I remember as a kid, you told a computer to turn off in the OS and then wait until the system displays a message stating you can power off the system. What OS/Hardware brought this feature into the world?
It would have been NT 4.0 workstation that publically had it, which was before 95 but not available at wally world. Its a special order item for OEM’s or industry.
I remember it as when PC’s went from the AT standard PSU to ATX standard. On AT your pc powered button was physically linked to the PSU. On ATX the case power button went to the motherboard and a 4 second hold was needed to power down if the OS didn’t shutdown.
If you ran something like minix at the times of 3.1X you had poweroff modes. NT 4 had it first, though it could probably be back ported. 95 was still dos, and apm wasn’t added till 1 service pack was released, dunno what one. Later builds just had it.
Oem’s also had it early.
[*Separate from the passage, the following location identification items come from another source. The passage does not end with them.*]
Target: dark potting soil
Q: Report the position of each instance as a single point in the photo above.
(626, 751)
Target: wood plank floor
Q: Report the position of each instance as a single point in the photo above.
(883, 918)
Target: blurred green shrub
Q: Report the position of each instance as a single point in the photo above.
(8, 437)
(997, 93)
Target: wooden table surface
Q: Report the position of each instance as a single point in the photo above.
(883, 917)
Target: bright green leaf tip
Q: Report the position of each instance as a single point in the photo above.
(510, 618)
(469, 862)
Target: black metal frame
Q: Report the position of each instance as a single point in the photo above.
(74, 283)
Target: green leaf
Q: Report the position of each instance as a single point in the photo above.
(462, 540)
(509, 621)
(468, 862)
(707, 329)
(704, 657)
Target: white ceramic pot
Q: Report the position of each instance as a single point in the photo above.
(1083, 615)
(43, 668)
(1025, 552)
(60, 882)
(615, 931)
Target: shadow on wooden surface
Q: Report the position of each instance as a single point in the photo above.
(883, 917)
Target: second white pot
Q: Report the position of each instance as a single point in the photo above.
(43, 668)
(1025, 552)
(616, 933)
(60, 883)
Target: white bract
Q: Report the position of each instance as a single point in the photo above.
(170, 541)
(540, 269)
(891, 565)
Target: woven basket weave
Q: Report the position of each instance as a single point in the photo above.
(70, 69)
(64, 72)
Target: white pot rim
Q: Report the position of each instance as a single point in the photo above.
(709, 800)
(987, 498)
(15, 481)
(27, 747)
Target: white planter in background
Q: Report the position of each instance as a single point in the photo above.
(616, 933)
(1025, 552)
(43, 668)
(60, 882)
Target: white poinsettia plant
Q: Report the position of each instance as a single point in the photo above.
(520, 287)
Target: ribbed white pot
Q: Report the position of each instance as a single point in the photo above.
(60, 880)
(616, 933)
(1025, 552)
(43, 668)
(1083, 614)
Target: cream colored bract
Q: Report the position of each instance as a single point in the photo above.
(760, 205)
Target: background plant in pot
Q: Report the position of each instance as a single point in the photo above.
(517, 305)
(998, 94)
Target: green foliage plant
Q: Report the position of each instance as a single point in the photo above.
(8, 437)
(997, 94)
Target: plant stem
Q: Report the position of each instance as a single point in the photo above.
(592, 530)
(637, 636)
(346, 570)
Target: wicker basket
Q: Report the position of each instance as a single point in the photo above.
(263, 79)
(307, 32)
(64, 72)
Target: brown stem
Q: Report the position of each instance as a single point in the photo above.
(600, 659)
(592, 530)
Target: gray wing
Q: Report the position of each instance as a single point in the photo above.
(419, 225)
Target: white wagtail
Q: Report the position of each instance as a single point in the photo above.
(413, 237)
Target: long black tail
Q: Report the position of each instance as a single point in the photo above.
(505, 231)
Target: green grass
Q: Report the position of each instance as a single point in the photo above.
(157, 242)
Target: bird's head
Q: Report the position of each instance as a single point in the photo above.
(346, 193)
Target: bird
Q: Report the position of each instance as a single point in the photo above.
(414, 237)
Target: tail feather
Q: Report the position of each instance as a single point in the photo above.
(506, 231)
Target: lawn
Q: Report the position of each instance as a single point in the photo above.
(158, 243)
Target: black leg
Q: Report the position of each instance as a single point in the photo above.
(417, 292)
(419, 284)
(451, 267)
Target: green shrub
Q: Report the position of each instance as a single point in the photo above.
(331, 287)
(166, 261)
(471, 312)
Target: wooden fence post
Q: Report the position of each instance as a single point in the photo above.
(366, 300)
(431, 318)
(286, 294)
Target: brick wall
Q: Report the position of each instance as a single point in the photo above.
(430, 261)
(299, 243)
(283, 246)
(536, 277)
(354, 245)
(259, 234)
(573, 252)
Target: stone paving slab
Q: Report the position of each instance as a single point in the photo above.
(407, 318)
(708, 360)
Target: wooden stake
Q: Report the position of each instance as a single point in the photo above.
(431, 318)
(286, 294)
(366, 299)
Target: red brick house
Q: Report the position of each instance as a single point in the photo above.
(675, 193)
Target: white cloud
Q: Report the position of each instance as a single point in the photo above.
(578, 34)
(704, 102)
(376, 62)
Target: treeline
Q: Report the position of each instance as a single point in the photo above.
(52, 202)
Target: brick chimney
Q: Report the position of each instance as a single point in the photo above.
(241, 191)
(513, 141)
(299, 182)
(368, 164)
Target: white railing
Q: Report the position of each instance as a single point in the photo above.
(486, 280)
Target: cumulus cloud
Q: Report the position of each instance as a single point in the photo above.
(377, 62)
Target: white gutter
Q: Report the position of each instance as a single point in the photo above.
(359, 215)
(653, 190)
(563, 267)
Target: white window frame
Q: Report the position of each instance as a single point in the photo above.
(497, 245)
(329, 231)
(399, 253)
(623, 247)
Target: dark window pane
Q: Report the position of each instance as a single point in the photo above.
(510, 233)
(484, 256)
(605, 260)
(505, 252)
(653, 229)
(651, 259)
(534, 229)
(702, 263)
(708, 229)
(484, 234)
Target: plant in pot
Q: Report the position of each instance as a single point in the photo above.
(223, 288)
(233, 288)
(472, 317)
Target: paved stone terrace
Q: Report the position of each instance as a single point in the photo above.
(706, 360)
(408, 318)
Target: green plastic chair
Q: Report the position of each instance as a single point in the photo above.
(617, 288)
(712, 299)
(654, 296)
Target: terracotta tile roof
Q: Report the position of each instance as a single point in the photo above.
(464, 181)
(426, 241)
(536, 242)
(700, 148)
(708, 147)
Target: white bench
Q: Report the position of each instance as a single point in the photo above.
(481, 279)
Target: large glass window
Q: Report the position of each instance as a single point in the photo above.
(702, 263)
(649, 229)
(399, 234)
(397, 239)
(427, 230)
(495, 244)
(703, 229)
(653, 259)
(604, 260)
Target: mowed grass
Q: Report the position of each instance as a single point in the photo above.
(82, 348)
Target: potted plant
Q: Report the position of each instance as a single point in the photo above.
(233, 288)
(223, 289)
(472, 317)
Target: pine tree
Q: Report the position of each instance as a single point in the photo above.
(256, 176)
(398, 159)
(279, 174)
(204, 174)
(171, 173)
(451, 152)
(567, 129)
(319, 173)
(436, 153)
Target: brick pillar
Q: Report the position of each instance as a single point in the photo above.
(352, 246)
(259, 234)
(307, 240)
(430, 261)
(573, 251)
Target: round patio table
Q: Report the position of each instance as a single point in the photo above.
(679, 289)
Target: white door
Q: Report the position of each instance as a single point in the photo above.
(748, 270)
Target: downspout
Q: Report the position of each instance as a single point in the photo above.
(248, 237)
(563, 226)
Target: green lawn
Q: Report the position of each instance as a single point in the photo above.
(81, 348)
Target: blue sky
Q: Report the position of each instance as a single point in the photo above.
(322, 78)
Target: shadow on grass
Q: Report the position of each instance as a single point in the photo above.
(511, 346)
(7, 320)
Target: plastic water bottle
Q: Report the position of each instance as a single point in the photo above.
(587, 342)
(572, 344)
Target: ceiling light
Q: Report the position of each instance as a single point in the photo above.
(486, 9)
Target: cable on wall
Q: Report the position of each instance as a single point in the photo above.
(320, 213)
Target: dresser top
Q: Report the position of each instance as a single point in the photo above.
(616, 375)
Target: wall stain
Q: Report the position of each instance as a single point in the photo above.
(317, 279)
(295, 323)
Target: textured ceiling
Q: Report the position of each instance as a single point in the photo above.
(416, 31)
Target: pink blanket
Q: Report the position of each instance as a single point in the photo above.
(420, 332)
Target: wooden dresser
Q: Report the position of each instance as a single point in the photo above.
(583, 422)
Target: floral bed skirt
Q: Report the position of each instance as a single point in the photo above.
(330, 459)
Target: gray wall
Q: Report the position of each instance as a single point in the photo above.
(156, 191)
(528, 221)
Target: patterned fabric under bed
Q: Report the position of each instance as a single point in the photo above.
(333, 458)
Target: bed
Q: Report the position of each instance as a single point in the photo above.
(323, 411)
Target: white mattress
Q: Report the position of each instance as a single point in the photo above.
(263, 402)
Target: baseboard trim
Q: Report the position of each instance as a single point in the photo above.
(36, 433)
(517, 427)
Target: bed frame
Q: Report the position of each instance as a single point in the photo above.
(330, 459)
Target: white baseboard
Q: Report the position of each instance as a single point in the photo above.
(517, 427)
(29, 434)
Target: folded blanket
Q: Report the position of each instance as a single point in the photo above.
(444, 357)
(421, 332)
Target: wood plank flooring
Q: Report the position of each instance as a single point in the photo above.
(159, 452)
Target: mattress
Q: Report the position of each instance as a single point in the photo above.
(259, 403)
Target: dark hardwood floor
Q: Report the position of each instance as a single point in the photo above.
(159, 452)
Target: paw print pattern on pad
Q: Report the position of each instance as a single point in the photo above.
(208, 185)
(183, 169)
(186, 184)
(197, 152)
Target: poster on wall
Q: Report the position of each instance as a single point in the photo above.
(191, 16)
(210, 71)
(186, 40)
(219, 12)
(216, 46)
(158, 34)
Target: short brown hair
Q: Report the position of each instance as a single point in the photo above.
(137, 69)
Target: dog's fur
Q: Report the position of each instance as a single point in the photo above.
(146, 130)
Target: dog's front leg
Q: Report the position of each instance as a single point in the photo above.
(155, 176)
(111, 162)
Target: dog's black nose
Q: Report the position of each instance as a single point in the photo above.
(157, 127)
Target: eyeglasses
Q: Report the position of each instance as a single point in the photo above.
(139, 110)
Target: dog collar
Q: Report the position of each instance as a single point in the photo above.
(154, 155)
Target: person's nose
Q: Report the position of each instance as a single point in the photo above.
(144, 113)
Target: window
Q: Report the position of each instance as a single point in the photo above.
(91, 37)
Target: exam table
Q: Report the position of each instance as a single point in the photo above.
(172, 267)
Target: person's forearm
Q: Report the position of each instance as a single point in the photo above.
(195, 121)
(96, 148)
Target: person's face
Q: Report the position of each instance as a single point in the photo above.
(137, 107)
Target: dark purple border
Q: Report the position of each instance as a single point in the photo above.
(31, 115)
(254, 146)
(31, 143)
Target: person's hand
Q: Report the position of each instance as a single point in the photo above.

But if you installed 95 fresh it wasn’t there.
I am now wondering what would be the outcome if you installed an OS that has the soft power off option on hardware that does not allow that? But it would probably be impossible to get a working windows on such a old machine.
Hey guys, thanks for the info, I can confirm, APM (1992) is the software that introduced power off through software, but while some specialised hardware supported it, it became support as standard in the late 90’s with the ATX standard developed by Intel and IBM.